Thirdly, I think a lot of investors grossly underestimate what goes into running a business. I’ve benefited tremendously as an investor from my interviews with entrepreneurs (complete list at https://www.nicholaspihl.com ) because it’s deepened my understanding of how businesses actually work. There are a whole lot of things besides capital allocation that matter when growing a business. In fact if you’re lucky (and good), capital allocation will be the least of your worries because you’ll be faced with an ever-increasing, ever-improving set of opportunities and you’ll be preoccupied with growing to meet that. If you’re less fortunate, you’ll find yourself mired in a situation that no amount of efficient capital allocation will get you out of, no matter how good you are. (As an aside, I suspect this is usually a value-creation deficiency. Another term equally useless as “efficient capital allocation.”) Brent Beshore has a good line to this effect, “small businesses don’t stay small on purpose.” Maybe it’s a price thing, or an operational efficiency thing, or a customer experience thing, or a market size thing. What’s worse, whether or not it’s smart to try to get out of that situation (from a capital allocators standpoint) depends on a lot of things, most of which are uncertain. Which brings me to my next point….

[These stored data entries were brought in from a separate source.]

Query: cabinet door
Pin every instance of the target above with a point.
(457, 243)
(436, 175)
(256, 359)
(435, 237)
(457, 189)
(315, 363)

…There is no capital allocation there is only business. The fact that four of the five categories have almost nothing to do with “operational improvements” might give the impression that actually running and growing the business is relatively unimportant. But this obviously isn’t the case. For the preponderance of successful businesses on this planet, including publicly traded companies, this area deserves much more attention than dividend policy, buyback programs, acquisitions, or use of debt. Changes to any one of these four areas are pretty infrequent in most cases. In fact, a significant shift is usually a newsworthy event when it occurs at a large, publicly traded company. I don’t think there’s an investor on the planet who hasn’t read an article about Apple’s buyback policy. And Apple is a useful example. If you were Tim Cook, deciding how much stock to buy back, what are the main things you’d consider? Probably, there was some thought about leverage, cash flows, safety, and valuation, but I defy anyone to point out a single consideration that isn’t couched in the fundamentals of the business. New product rollouts, iPhone pricing and market share, brand value, services revenue… By contrast, if Apple’s leadership focused exclusively on financial ratios, the company would be ruined in 10 years.

Admittedly, there appear to be some managers who have a real knack for capital allocation. Warren Buffett (obviously) at Berkshire; Bob Iger with his acquisitions of Pixar, Lucasfilm, and Marvel; Mark Donegan at Precision Castparts; and Zuckerberg looks pretty good too with his purchase of Instagram for $1B. And truth be told, I would rather have people like Buffett, Iger, Donegan, and Zuckerberg managing my money, but this is only one lens through which to assess a company’s leadership. Further, sizing up the management is nothing new in the world of investment analysis, and I would argue that analysis of capital allocation decisions is something that would happen in a diligent analysis of leadership anyway, even before the idea was popularized.

With that in mind, let’s look at Jeff Bezos, arguably the greatest business mind in 30 or more years. Proponents of capital allocation will often trot him out as a particularly skilled capital allocator (he did after all, get paid to buy Whole Foods), plus just check out how their share price has risen, he must be getting 30%+ ROIC all the time! /s

But there’s much, much more to what makes him successful. He’s created an unusual culture of accountability, entrepreneurship, customer-focus, and ambition at the company. People don’t go work there necessarily to get paid more, they go to be part of something incredible. On top of that he’s a visionary who seemingly thinks 20 years ahead, who seems to understand what his customers will want even before they want it, and who’s not afraid to throw his weight around (look at the offers he’s getting for Amazon’s HQ2). Yes he’s been an amazing steward of Amazon’s capital. But it’s not an optimization thing so much as his ability and drive to deliver tremendous value to consumers.